A bay of pine-covered islands and scenery worthy of a Basho haiku
The 260 islands of Matsushima Bay, also famous for Matsushima Bay Cruises are collectively considered one of the three most scenic sights in Japan. Even legendary haiku poet Matsuo Basho (1644-1694) struggled to describe the beauty he encountered here on the coast of Miyagi Prefecture in Tohoku.
You can walk to a few of those hundreds of islands and explore black and red pine forests and ancient temples, which include Zuiganji, the family temple of the powerful Date clan that ruled this region.
- Taking a ferry around Matsushima Bay
- Exploring the history and hidden features of Zuiganji Temple
- Sampling the superb seafood of Matsushima
How to Get There
Matsushima is accessible by train and bus from major cities in Tokyo and the Kansai area.
From Tokyo take a 90-minute bullet train ride to Sendai on the JR Tohoku Shinkansen. A 25- to 40-minute train ride on the Senseki Line gets you to Matsushima. Note: Depart at Matsushima-Kaigan Station, not Matsushima Station, since the latter is far from the tourist attractions.
Take in the view
Take a walk to Matsushima's coastline and enjoy the scene at your own pace. For a loftier view of the landscape and the 260 islands in the bay, go up into the observation tower, which is built to resemble an ancient castle.
Other fine sights include the three islands with bridges that offer unique views, and the four recommended viewing spots—Ogidani, Tomiyama, Otakamori, and Tamonzan—collectively known as Matsushima Shidaikan. They take some time to reach but live up to their reputations.
Hop on a ferry to enjoy the most popular close-up view of the islands. One course will take you on a loop of the bay, while the other runs one-way from Matsushima to the city of Shiogama. The ferries run year-round. A bilingual audio announcement and maps detail the history and names of some of the more unusual islands.
Three footbridges to three islands
Three of Matsushima's islands are connected to the mainland by footbridges, and easy to explore.
The central island adjacent to the ferry terminal is home to Godaido, a small temple that has become a symbol of Matsushima. It is believed that a temple called Bishamondo was built on the island in the early 9th century. The current structure was built in 1604 by Date Masamune, the first lord of Sendai.
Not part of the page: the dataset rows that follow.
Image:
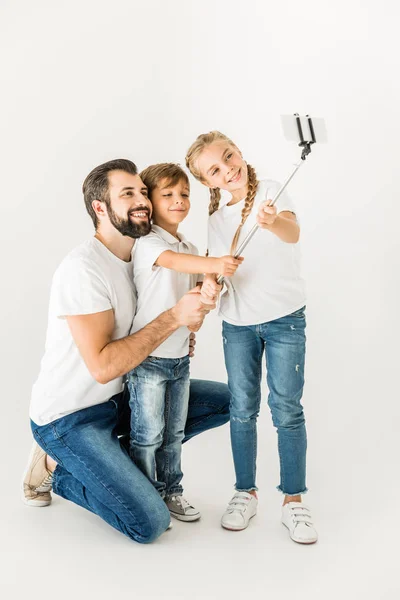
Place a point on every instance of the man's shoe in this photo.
(240, 510)
(37, 479)
(180, 508)
(296, 516)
The ornately carved hall is the oldest existing example of Momoyama architecture (1573–1615), in the Tohoku region.
Fukuura Island is easily spotted thanks to its 252-meter-long red bridge. For a small entrance fee, you can cross and wander around the forested island. Follow the paths to the opposite side for another splendid view of the bay. Be sure to greet the local fishermen, who claim the bridge is a lucky spot for catching fish.
The other island you can walk to is Oshima. Exit Matsushima-Kaigan Station, head for the shore and then go south along the coast for five to ten minutes. The temples and hand-carved meditation caves used by ancient monks are perfect places to contemplate life.
Two temples of note
Zuiganji is the most important Zen temple in the Tohoku region. The temple was originally founded as Enpukuji Temple in 828. It prospered during the Kamakura period (1185-1333) as a Zen temple, but later fell into disrepair. In 1609, Date Masamune, the lord of the Sendai domain, rebuilt the temple as Zuiganji, serving as the Date family's temple.
Next to Zuiganji is the smaller Entsuin, built by the Date clan leader Date Terumune in 1646. The temple was constructed to mourn his son Mitsumune, who died at the young age of 19. The mausoleum holds a statue of the son on a white horse surrounded by Western motifs. Entsuin has both a Japanese-style garden and Western-style rose garden. The autumn leaves here are particularly beautiful.
Feast on the bounty of the bay
Matsushima offers plenty of freshly caught, succulent seafood at its many restaurants and food stalls at Matsushima Fish Market. Locals highly recommend the oysters, including oyster burgers, and anago (saltwater eels) and grilled squid.
Sample green tea on a veranda overlooking the sea
For an authentic Japanese tea experience, visit Kanrantei. This teahouse was a gift from the ruler of Japan, Toyotomi Hideyoshi, to Sendai's daimyo Date Masamune. The Sendai feudal lord's son later moved it to Matsushima. Sip on bitter matcha green tea paired with a locally-produced Japanese sweet out on the veranda, which offers a stunning view of the bay below.